Sedra of the week: Behaalotecha

Rabbi Yoni Birnbaum looks ahead to this week's portion of the Torah

‘Everyone has inside them a piece of good news. The good news is you don’t know how great you can be…what you can accomplish…and what your potential is.’ – Anne Frank

We begin this week’s sedra as the Jewish people embark on the triumphant final stage of their journey towards the Promised Land.

Tragically however, they suffer a crisis of faith and self-discipline. They fall into a series of complaints, bickering and hedonism that takes up the rest of this sedra, leading to the episode of the spies next week and the rebellion of Korach after that.

But between what could have been and what was, there lies a short passage containing the words we recite to this day when removing and returning the Sefer Torah to the Ark.

Uniquely, the passage is bracketed in the Torah itself by two inverted letter nuns. Highlighting this feature, the Sages refer to these two verses as a “book of the Torah” in their own right.

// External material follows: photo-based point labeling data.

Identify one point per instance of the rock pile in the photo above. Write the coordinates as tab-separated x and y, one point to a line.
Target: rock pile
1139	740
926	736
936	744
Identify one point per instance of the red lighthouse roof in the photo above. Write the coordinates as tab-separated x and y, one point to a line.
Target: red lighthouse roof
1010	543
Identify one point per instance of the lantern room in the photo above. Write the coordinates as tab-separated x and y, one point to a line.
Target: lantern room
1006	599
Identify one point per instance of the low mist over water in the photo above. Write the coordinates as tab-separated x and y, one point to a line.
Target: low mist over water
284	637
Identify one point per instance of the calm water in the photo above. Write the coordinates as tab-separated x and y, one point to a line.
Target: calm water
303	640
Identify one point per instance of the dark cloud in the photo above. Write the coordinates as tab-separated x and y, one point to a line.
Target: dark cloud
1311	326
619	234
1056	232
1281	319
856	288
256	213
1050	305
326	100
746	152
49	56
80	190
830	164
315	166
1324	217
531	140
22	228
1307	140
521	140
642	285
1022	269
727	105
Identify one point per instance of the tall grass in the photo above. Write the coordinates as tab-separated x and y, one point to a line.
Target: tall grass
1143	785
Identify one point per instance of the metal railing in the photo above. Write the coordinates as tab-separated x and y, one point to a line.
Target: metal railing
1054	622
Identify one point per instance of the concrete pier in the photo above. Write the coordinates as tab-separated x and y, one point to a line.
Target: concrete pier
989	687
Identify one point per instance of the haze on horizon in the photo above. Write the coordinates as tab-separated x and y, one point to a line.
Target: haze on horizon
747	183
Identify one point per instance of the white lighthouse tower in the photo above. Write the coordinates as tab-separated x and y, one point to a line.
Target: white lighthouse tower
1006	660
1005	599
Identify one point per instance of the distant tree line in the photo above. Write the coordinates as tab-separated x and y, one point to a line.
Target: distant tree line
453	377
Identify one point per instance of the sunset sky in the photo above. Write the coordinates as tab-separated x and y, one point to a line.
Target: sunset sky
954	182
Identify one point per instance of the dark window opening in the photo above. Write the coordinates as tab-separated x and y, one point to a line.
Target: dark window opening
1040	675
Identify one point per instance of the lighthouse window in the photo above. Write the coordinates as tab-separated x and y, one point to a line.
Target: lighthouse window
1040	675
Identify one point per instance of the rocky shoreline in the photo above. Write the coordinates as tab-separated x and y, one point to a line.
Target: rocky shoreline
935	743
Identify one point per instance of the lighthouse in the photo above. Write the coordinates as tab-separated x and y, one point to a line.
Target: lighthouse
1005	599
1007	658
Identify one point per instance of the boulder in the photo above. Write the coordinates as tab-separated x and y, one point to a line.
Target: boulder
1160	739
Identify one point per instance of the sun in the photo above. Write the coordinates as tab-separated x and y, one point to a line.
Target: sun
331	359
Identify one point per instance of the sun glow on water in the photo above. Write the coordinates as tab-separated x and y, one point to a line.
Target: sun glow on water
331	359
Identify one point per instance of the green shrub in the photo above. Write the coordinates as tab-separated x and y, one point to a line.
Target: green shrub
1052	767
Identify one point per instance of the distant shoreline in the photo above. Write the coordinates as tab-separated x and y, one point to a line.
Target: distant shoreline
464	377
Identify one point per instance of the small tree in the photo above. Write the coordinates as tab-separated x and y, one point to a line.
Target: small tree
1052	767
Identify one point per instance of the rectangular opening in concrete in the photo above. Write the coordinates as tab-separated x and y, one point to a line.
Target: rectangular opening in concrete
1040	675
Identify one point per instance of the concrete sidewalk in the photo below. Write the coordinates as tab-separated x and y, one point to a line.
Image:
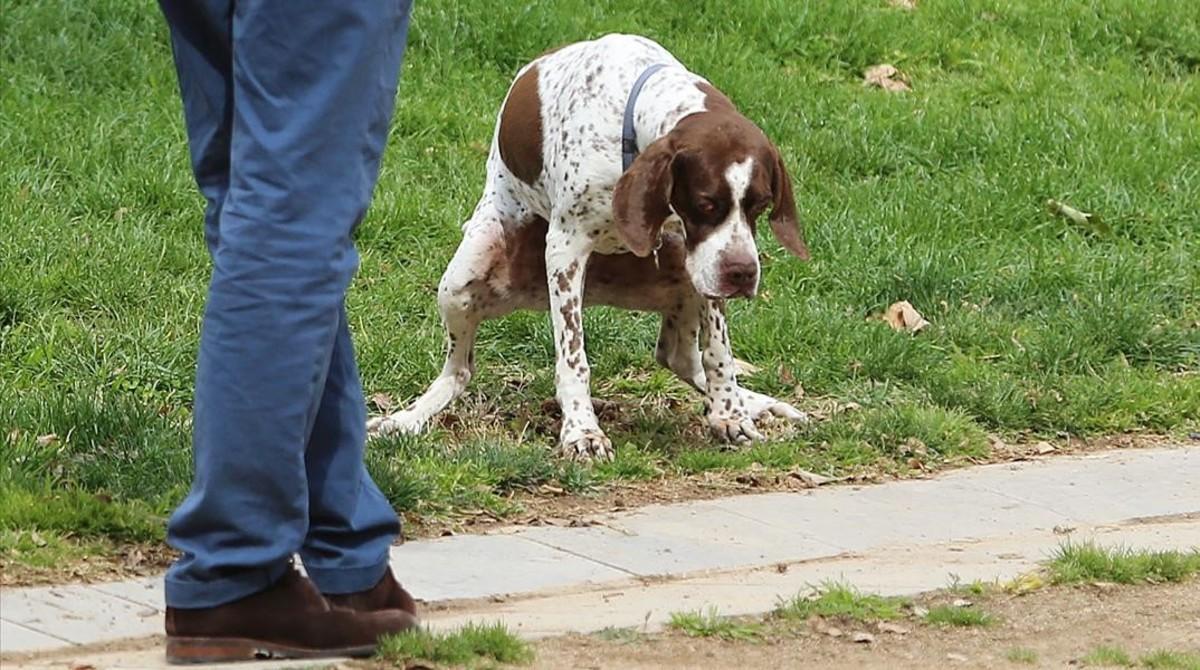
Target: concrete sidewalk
738	552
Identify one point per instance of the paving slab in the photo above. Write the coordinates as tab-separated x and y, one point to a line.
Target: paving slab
18	638
483	566
671	540
899	537
858	519
78	614
894	570
147	592
1097	488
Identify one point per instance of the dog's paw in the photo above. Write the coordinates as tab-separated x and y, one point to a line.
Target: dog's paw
587	446
401	423
733	430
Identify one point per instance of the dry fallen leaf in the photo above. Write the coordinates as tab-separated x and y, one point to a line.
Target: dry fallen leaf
903	316
886	77
863	636
810	479
895	629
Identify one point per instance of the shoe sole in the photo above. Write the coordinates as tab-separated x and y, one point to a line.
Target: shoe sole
190	651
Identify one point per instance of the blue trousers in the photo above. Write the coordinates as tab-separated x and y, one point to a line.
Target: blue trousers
287	106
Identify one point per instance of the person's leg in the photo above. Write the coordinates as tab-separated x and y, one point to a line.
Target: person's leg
352	525
313	84
201	39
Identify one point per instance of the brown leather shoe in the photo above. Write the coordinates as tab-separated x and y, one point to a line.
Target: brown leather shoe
289	620
387	594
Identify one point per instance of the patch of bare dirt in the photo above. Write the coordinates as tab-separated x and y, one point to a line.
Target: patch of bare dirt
550	506
1060	626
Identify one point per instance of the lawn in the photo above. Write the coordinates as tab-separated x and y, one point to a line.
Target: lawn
1041	327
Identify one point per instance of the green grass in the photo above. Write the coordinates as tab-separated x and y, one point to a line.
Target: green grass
709	623
1083	562
1024	656
951	615
1167	659
935	197
833	599
473	645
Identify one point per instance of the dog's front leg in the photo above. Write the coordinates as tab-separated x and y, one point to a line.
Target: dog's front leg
724	404
567	257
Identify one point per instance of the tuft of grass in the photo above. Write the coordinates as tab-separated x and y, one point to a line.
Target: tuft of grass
472	645
1164	659
949	615
1108	657
709	623
833	599
976	587
1078	562
934	197
1021	654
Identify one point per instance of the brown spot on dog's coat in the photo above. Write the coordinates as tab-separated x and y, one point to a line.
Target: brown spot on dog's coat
520	135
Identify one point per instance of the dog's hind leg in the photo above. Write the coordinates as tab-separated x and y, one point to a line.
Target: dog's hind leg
467	294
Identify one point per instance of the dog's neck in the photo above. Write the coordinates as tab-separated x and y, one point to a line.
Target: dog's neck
665	100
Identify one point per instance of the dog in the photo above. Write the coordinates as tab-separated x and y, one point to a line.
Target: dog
616	177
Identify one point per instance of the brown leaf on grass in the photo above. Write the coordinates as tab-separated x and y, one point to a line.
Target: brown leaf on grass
887	77
807	479
743	368
903	316
383	401
863	636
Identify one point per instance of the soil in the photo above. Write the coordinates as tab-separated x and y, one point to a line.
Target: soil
1059	624
549	506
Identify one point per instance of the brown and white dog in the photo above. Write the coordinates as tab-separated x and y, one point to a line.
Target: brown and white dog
561	226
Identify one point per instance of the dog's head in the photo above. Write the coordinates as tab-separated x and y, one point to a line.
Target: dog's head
718	173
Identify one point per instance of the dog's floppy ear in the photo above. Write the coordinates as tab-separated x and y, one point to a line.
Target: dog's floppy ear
783	213
642	198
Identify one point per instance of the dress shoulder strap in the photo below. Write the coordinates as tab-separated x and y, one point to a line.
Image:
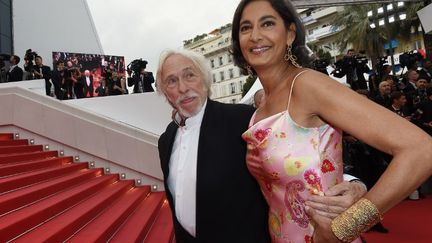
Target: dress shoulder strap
292	87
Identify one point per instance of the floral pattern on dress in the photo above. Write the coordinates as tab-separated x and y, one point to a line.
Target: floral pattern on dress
327	166
314	182
294	166
291	163
295	203
275	224
261	134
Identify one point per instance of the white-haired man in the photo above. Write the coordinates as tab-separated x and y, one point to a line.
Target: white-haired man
211	193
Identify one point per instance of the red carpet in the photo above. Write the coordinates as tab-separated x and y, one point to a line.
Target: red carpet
408	222
47	198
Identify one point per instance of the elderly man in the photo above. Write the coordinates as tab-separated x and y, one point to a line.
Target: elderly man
211	193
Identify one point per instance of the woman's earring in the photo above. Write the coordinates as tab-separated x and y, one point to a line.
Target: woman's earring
249	70
291	57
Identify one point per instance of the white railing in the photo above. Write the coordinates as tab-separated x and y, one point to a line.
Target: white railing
119	132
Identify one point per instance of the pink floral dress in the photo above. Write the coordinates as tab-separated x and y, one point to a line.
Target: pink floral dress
294	162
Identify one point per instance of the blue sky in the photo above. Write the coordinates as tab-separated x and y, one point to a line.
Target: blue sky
143	28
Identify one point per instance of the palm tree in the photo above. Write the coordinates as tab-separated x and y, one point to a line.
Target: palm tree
355	29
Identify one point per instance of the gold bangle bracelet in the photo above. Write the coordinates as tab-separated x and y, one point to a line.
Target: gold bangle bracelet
357	219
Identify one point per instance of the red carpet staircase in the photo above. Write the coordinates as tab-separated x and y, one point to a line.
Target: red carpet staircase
47	198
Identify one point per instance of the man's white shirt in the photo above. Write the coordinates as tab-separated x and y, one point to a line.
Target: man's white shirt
183	171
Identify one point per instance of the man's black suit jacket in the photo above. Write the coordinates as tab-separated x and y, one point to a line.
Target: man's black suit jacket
46	74
229	203
15	75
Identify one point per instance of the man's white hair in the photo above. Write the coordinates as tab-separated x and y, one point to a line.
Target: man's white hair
198	61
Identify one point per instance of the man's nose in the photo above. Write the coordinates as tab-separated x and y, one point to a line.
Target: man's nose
182	86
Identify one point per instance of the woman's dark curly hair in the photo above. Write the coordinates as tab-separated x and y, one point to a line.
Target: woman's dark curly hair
289	15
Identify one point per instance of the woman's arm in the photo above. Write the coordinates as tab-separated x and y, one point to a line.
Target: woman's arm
343	108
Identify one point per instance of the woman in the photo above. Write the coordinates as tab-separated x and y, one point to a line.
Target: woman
294	139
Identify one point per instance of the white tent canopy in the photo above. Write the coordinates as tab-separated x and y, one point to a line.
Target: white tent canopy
248	98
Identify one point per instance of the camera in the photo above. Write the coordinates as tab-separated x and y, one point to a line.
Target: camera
106	73
3	58
320	66
29	57
136	65
348	64
408	59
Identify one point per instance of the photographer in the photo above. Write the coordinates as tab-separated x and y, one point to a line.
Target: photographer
353	66
116	85
41	71
15	73
3	67
87	83
60	78
141	80
29	66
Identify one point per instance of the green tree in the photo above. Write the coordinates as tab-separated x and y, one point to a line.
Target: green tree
356	30
250	80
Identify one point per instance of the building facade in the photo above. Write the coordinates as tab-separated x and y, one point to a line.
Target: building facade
227	79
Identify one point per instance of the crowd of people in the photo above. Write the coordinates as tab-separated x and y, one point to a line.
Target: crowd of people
77	76
408	95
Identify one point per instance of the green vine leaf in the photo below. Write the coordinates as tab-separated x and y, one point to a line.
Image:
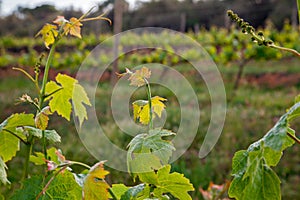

According to a profound explanation of this by Rabbi Joseph B. Soloveitchik (d.1993), this passage is actually the first and last verses of the Book of the Torah that Moshe would have written had that failure of faith not taken place.

The two upside down, inverted, letters symbolise the fact that history was tragically turned on its head, and that final glorious book, full of success, remained unwritten.

But the memory of that book remains within these two verses as the eternal book of potential. It is the Book we write when we see the Torah as a living Tree of Life that guides us through the challenges of life.

And it is the book we write when we transform what could be into what is, through achieving our own true potential in life.